The reunion of 90 South Koreans and 96 North Koreans, the 20th of its kind, will be held at a resort in the North, mostly in a large ballroom under the watchful eye of officials. Oh Cheol-hwan, a 77-year-old South Korean will be reunited with her older brother.
"I feel really thrilled and happy. I just couldn't sleep until 2am. I am 77-years-old and my brother is 83. I want to see him, I want to see him right away," Oh said before leaving for North Korea.
One South Korean was unsure what he would say after 65 years of separation from his older brother. "I can't think of what to say. We are being reunited after 65 years when I was 11. I want to ask if he can recognize me," a 76-year-old Kim Ki-joo said.
A guide book distributed to the elderly South Koreans chosen by lottery to meet family members includes a long list of dos and don'ts – mostly don'ts.

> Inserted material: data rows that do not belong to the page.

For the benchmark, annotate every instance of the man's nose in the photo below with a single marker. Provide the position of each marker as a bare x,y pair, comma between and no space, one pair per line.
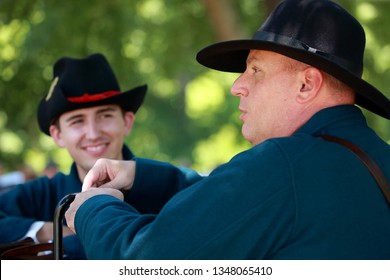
93,130
238,88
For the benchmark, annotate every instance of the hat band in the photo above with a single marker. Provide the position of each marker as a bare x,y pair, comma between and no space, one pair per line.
294,43
93,97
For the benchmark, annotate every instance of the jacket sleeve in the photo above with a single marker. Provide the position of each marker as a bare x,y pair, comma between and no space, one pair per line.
156,182
216,218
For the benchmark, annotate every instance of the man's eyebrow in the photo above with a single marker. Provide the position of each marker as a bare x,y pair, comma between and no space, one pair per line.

The booklet provided by the Red Cross, which organises the reunions, advises South Korean participants not to press for answers on topics such as the North's political leadership or living standards.
After staying overnight at a resort near the border and undergoing medical check-ups, the South Koreans boarded buses which drove through the heavily-fortified land border. The reunions are politically important for the South, where 66,000 people are on a waiting list to see long-lost relatives, a number that is shrinking fast, while the North also seeks to maximise their domestic propaganda value.